Let dry overnight, it must have time to dry.
I recommend the wood be lower than room temperature for workability time, that the poly doesn’t start to setup too fast while your applying it. Also dont bring the wood from a cold place to a warm place to apply the poly because air bubbles will form under the wet poly. So, let the wood acclimate to a temp of about 65 degrees. Avoid fans blowing on the piece.
Also your can of poly should be about 65 degrees.
Fast dry polyurethane will dry and be able to sand after about 8 hours. Its stinks
Regular poly doesn’t stink as bad but it takes a day or two to be dry enough to sand.
Ok, so the stain has dried overnight and hopefully it looks good. Next wipe any dust off of it with a clean cotton rag.

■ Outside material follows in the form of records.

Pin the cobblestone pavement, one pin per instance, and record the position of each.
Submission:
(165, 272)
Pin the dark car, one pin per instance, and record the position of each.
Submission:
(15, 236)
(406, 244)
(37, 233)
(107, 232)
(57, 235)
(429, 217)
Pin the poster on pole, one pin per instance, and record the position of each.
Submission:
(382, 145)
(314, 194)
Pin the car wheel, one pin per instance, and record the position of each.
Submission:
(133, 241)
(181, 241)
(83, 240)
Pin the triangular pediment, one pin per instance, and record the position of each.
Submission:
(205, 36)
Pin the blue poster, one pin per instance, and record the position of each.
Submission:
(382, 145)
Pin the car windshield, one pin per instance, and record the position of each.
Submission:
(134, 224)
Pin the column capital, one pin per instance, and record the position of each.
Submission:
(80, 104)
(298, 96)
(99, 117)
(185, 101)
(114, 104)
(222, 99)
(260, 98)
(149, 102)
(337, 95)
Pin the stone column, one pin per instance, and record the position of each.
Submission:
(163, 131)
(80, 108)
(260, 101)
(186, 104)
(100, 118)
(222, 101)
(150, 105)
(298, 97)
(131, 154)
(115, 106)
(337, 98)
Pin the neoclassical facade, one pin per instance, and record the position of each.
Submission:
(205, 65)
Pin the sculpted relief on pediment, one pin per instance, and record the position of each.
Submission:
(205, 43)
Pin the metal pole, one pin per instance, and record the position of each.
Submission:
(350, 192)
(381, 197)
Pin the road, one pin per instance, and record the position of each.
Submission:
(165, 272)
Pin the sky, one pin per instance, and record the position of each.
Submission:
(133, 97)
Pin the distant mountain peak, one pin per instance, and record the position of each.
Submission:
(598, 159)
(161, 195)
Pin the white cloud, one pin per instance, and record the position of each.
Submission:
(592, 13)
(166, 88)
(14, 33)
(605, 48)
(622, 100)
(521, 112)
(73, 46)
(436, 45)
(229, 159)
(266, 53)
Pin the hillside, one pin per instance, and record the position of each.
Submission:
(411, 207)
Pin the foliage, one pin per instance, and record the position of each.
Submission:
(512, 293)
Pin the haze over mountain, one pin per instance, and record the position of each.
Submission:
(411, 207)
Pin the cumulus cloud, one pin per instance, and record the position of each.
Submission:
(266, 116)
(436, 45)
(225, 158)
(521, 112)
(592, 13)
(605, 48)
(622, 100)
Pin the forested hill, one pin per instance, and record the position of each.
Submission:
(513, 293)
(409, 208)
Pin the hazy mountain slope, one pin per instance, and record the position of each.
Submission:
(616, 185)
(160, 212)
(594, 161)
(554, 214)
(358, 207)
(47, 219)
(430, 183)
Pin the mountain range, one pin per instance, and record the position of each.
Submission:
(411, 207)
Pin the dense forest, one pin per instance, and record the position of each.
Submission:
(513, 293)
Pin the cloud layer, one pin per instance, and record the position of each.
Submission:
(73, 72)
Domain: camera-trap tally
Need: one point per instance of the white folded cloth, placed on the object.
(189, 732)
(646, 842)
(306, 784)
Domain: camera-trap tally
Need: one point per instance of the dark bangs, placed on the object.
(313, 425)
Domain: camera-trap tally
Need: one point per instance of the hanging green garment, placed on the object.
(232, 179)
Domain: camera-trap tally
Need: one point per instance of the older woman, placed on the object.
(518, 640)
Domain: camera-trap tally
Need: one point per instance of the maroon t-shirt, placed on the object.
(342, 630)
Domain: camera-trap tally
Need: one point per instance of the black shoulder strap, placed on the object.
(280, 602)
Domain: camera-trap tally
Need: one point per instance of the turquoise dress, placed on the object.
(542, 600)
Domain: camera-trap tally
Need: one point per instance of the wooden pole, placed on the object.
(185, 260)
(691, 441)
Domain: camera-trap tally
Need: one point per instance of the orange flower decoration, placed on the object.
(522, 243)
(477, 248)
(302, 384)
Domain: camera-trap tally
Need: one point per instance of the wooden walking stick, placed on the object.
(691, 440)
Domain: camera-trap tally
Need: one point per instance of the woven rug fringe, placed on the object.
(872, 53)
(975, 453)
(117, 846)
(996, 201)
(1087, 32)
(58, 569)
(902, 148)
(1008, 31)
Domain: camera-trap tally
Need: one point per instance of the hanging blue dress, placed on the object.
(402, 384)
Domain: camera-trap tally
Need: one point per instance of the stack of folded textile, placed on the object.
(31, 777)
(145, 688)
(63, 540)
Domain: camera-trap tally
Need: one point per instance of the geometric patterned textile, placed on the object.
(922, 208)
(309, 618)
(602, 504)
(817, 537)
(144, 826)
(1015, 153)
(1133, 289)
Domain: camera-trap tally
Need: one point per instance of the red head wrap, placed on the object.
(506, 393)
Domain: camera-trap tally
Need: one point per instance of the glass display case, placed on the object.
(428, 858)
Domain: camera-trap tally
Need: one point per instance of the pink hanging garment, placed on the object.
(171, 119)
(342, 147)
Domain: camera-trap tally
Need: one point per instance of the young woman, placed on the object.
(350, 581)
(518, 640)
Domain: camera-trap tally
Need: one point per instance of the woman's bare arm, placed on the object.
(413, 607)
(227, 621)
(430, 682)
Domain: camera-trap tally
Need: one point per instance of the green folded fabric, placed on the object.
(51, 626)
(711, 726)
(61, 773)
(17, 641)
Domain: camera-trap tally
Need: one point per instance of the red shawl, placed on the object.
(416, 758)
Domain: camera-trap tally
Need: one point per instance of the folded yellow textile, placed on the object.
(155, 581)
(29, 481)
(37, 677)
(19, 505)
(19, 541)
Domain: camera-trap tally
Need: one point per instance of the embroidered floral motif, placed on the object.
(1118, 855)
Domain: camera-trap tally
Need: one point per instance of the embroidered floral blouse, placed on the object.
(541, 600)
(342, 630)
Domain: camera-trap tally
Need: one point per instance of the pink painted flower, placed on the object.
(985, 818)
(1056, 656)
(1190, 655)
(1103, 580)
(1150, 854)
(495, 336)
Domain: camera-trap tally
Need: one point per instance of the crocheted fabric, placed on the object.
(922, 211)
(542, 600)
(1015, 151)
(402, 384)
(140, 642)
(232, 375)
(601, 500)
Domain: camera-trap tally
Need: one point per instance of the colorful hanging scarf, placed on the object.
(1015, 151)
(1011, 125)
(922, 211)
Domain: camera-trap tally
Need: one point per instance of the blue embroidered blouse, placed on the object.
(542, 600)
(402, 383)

Surface should be dust free. You can use a tack rag or if your hands are dry and clean just wipe any grit you feel off with your bare hand, you will feel the surface get smoother after doing this.
A soft china bristled brush is best. Stir the poly with a new stir stick slowly, so as not to get air bubbles it it. There may be flattner paste in the bottom of the can unless it is gloss, which needs to be stired until its gone.
Apply a thin coat of poly working from the top of the piece down.
Let dry overnight. Test with your finger nail on an inconspicuous spot wether or not is is dry. If it still feels tacky you will have to wait until it is dry before sanding.
When it has hardened, sand with 320 just to slick it off.
Too much sanding on this thin sealer coat and you will burn through into the stain, so just slick it off lightly so that it is smooth and no more. Most likely you’ll burn through some of the corners from not keeping the paper off of them, in which case you can touch them up with a crayon before applying the second coat of poly.
Next dust it off with a clean cotton rag and blow it off with compressed air if you have that, or vacuum.
Wipe with tack rag or bare hands until smooth.
Apply another thin coat.
Its done. If its a table top let it cure a couple of days before setting anything on it.
This process was for a new wood project.
To refurbish a piece, it would need to be stripped of the old finish and cleaned off with laquer thinner, (very stinky and highly flamable.) propor ventilation, respirator a must.